Groombridge-based writer Sarah Jane Butler studied languages before delving into the world of short-form literature. Her short stories have appeared in literary journals and anthologies, and her story The Swimmer was included in Best British Short Stories 2011. She has twice won the 26 Project Writer's Award, most recently in 2021 for her poem Flow, and has performed her work in pubs, a festival tent and a disused light vessel. Her debut novel, Starling, about a young woman finding her way when her mother leaves the van they live in, is out now in paperback (Fairlight Books, £8.99).

The book I loved as a child

I loved Stig of the Dump by Clive King. It’s such a strange idea, a boy making friends with a prehistoric man who lives in a quarry, but it made complete sense and still does. It’s a lovely meeting of two cultures and full of joy and surprises.

The book that inspired me as a teenager

I endlessly re-read Ernest Hemingway’s For Whom the Bell Tolls. It has doomed love, peril, and powerful, complicated characters fighting for their lives in the Spanish Civil War. I studied Spanish at university entirely because I fell in love with this book’s world.

The book I’ve never finished

It’s been on my shelves for years, but I’ve never read James Joyce’s Ulysses. Maybe this summer?

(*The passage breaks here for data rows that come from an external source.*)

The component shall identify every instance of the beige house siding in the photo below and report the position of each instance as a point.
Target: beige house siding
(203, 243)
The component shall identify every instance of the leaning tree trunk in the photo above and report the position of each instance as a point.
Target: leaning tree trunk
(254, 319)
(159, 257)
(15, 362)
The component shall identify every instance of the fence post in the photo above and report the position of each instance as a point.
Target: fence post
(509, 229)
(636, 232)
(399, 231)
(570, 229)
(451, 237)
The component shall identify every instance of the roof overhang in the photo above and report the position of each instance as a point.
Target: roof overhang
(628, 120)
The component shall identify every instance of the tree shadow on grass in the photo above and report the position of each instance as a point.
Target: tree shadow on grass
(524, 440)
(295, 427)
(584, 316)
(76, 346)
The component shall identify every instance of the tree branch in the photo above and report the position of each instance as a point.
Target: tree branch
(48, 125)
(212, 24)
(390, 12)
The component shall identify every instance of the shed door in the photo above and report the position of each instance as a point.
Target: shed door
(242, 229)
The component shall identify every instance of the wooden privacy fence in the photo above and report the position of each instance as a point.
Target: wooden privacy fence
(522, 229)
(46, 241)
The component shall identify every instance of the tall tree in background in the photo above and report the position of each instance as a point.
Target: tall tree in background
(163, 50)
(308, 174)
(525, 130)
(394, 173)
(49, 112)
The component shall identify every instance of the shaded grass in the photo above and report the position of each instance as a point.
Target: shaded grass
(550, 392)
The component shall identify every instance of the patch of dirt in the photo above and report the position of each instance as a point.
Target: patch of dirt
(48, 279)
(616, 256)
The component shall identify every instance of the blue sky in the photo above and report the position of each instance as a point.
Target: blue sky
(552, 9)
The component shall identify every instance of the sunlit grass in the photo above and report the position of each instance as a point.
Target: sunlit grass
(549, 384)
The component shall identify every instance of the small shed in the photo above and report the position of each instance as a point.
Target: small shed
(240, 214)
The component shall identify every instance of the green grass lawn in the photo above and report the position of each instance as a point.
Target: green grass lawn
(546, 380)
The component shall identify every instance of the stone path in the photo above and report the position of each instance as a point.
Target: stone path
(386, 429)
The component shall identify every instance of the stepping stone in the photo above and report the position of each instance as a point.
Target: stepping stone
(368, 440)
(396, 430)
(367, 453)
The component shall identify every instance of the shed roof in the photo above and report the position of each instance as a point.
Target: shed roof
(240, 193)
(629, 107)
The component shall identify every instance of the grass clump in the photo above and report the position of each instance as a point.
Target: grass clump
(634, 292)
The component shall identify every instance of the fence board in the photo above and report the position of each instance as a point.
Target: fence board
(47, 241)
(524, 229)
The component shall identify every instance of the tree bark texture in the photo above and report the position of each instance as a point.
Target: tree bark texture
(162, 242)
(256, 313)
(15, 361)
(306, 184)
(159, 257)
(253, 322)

The book that moved me most

Toni Morrison’s Beloved. It’s a novel about love, slavery and racism in the US and it’s utterly unblinking. I read it when it came out in 1987 and still remember how it devastated me. I’m going to re-read it, though I’m a little afraid of how I’ll feel.

The book I’m reading now

I’m rationing myself to a chapter a day of Christiane Ritter’s A Woman in the Polar Night because it’s so beautifully written and I want to immerse myself in every scene. Ritter spent a year in a remote hut in the Arctic in 1933. Her descriptions of the wonder of this bleak place, the descent into total darkness and the moment the sun returns stay with me all day.